Thursday, April 17, 2014
By Anne Gearan
The Washington Post
(Continued from page 1)
Rouhani’s election is widely seen as a recognition by Iran’s supreme leader, Ayatollah Ali Khamenei, that the crushing sanctions and diplomatic isolation imposed on Iran over its nuclear program were not worth the cost.
Khamenei, who is likely to make the final decision about developing any nuclear weapon, has given Rouhani and Foreign Minister Mohammad Javad Zarif greater license than many in the West had expected in reaching a deal. That includes a concession by Iran to stop enriching uranium to 20 percent potency, a level considered within striking distance of bomb-quality fuel. The existing stockpile of 20 percent fuel would be degraded over the six-month period of talks.
Iran will get about $4.2 billion in relief from the release of previously frozen oil revenue in that period. It will receive the first installment – $550 million – on Feb. 1, a senior U.S. official said Sunday on the condition of anonymity because the arrangement was discussed privately. Existing international sanctions will be paused but not revoked, which the United States, Britain and other partners say allows for a quick tightening of the economic noose if Iran balks. Skeptics in Congress and elsewhere say that once loosened, the oil sanctions will be impossible to revive.

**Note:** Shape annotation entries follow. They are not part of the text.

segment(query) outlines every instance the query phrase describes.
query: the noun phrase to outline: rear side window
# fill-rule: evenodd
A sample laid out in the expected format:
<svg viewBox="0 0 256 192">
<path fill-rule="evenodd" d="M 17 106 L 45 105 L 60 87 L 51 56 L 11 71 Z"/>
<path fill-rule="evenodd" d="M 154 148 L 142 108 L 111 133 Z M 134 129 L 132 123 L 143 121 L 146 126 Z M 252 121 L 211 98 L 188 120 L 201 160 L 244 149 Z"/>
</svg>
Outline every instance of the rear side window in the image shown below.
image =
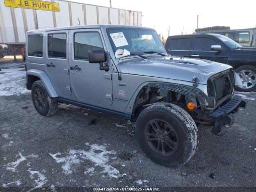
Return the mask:
<svg viewBox="0 0 256 192">
<path fill-rule="evenodd" d="M 88 59 L 89 50 L 104 50 L 100 36 L 97 32 L 76 33 L 74 36 L 75 59 Z"/>
<path fill-rule="evenodd" d="M 48 35 L 48 56 L 66 58 L 67 57 L 67 34 L 66 33 Z"/>
<path fill-rule="evenodd" d="M 195 38 L 193 50 L 210 51 L 212 45 L 219 45 L 220 43 L 210 38 Z"/>
<path fill-rule="evenodd" d="M 43 35 L 28 36 L 28 55 L 33 57 L 43 56 Z"/>
<path fill-rule="evenodd" d="M 236 41 L 238 43 L 248 43 L 250 41 L 249 32 L 239 32 L 238 39 Z"/>
<path fill-rule="evenodd" d="M 168 50 L 184 51 L 190 50 L 190 38 L 172 39 L 169 42 Z"/>
</svg>

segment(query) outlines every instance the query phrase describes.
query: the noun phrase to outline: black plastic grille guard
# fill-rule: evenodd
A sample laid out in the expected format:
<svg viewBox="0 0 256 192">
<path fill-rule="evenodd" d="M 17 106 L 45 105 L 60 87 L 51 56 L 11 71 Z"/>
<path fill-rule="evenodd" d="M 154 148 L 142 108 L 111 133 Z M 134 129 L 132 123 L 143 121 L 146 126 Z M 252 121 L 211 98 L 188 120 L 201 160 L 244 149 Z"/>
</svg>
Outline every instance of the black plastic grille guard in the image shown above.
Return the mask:
<svg viewBox="0 0 256 192">
<path fill-rule="evenodd" d="M 217 118 L 224 114 L 228 114 L 237 107 L 245 108 L 246 104 L 246 102 L 242 100 L 241 96 L 235 95 L 227 103 L 210 114 L 209 116 Z"/>
<path fill-rule="evenodd" d="M 150 83 L 148 84 L 148 91 L 151 87 L 160 89 L 160 95 L 162 96 L 167 96 L 169 91 L 177 93 L 178 99 L 182 95 L 185 95 L 186 102 L 192 101 L 196 104 L 196 108 L 198 107 L 197 104 L 197 100 L 200 102 L 200 106 L 204 108 L 206 108 L 205 104 L 210 102 L 210 100 L 206 94 L 196 87 L 168 83 Z"/>
</svg>

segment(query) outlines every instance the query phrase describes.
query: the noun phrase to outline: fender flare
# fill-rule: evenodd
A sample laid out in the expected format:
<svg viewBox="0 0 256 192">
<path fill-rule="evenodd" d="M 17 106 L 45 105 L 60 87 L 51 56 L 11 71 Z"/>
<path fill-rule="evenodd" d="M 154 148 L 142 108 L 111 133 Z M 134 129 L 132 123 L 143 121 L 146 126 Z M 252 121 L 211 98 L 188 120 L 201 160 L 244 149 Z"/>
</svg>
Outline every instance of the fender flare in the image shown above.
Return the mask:
<svg viewBox="0 0 256 192">
<path fill-rule="evenodd" d="M 197 100 L 199 101 L 200 106 L 204 108 L 206 108 L 206 104 L 210 102 L 208 96 L 200 89 L 196 87 L 173 83 L 148 82 L 147 83 L 143 84 L 140 86 L 140 88 L 137 90 L 136 96 L 133 97 L 132 100 L 133 102 L 132 103 L 129 103 L 126 108 L 126 110 L 126 110 L 127 111 L 130 111 L 127 112 L 133 114 L 134 110 L 134 105 L 139 96 L 140 90 L 145 86 L 146 87 L 148 92 L 150 88 L 159 88 L 160 90 L 160 95 L 163 96 L 166 96 L 169 91 L 177 93 L 178 97 L 182 95 L 184 95 L 186 103 L 192 101 L 196 104 L 196 108 L 199 106 L 196 105 Z"/>
<path fill-rule="evenodd" d="M 32 75 L 38 77 L 44 84 L 47 92 L 51 97 L 58 97 L 58 94 L 55 90 L 47 74 L 44 71 L 38 69 L 30 69 L 26 73 L 26 83 L 28 82 L 28 76 Z"/>
</svg>

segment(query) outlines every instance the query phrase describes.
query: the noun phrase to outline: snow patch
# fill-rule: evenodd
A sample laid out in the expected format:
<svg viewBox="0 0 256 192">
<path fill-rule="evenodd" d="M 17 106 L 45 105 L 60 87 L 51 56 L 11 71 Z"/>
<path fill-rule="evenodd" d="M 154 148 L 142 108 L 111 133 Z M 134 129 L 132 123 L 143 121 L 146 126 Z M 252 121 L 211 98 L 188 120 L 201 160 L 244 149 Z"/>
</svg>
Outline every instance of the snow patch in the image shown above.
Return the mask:
<svg viewBox="0 0 256 192">
<path fill-rule="evenodd" d="M 2 136 L 4 138 L 5 138 L 6 139 L 10 139 L 12 138 L 11 137 L 9 137 L 8 133 L 5 133 L 4 134 L 3 134 L 2 135 Z"/>
<path fill-rule="evenodd" d="M 20 95 L 30 92 L 25 86 L 26 71 L 24 69 L 2 69 L 1 72 L 0 96 Z"/>
<path fill-rule="evenodd" d="M 3 184 L 3 187 L 6 187 L 8 186 L 9 186 L 10 185 L 11 185 L 12 184 L 16 184 L 17 186 L 20 186 L 20 184 L 22 183 L 20 182 L 20 180 L 18 180 L 18 181 L 14 181 L 13 182 L 11 182 L 10 183 L 8 183 L 7 184 Z"/>
<path fill-rule="evenodd" d="M 52 191 L 53 191 L 53 192 L 56 191 L 55 186 L 53 185 L 51 185 L 51 189 L 52 190 Z"/>
<path fill-rule="evenodd" d="M 17 156 L 20 156 L 20 158 L 17 159 L 16 161 L 9 163 L 7 164 L 6 166 L 6 169 L 7 170 L 10 170 L 13 172 L 15 172 L 16 171 L 16 168 L 20 164 L 22 161 L 25 161 L 27 160 L 27 158 L 28 157 L 32 157 L 35 158 L 38 158 L 38 156 L 32 154 L 28 156 L 23 156 L 21 153 L 19 152 Z"/>
<path fill-rule="evenodd" d="M 148 180 L 138 180 L 136 182 L 138 184 L 142 184 L 143 183 L 149 183 L 149 182 Z"/>
<path fill-rule="evenodd" d="M 44 175 L 40 173 L 38 171 L 32 171 L 31 170 L 28 170 L 28 171 L 30 174 L 30 178 L 31 179 L 35 179 L 36 177 L 37 179 L 35 180 L 35 183 L 36 186 L 33 188 L 30 189 L 26 192 L 30 192 L 33 190 L 34 189 L 41 188 L 43 185 L 45 184 L 47 182 L 48 180 L 46 179 L 46 178 Z M 37 177 L 36 177 L 36 175 L 37 175 Z"/>
<path fill-rule="evenodd" d="M 124 126 L 122 125 L 119 125 L 118 124 L 116 124 L 116 127 L 126 127 L 125 126 Z"/>
<path fill-rule="evenodd" d="M 62 167 L 67 174 L 72 173 L 72 165 L 83 162 L 84 160 L 89 160 L 94 163 L 95 166 L 100 166 L 102 168 L 103 170 L 101 172 L 106 173 L 110 177 L 117 178 L 126 175 L 125 174 L 121 174 L 118 170 L 108 164 L 110 158 L 112 158 L 110 156 L 115 154 L 115 152 L 107 150 L 106 146 L 103 145 L 93 144 L 90 146 L 90 148 L 89 151 L 70 149 L 69 151 L 69 155 L 66 157 L 58 157 L 61 155 L 59 152 L 55 154 L 49 154 L 57 163 L 63 163 Z M 89 169 L 88 170 L 88 172 L 85 172 L 86 173 L 92 172 L 92 168 L 91 169 Z"/>
<path fill-rule="evenodd" d="M 84 174 L 88 174 L 90 176 L 93 175 L 94 173 L 94 167 L 89 168 L 84 172 Z"/>
</svg>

Zarif has said that if new sanctions are passed, “the entire deal is dead.”
Iran’s senior nuclear negotiator, Abbas Araghchi, said in an interview with Iran’s state news channel that the Islamic republic would continue enriching uranium to the 20 percent threshold until the last possible moment before Jan. 20.
Secretary of State John Kerry emphasized the positive in a statement Sunday.
“I want to commend the very critical and significant step today taken towards reaching a verifiable resolution that will prevent Iran from obtaining a nuclear weapon,” Kerry said.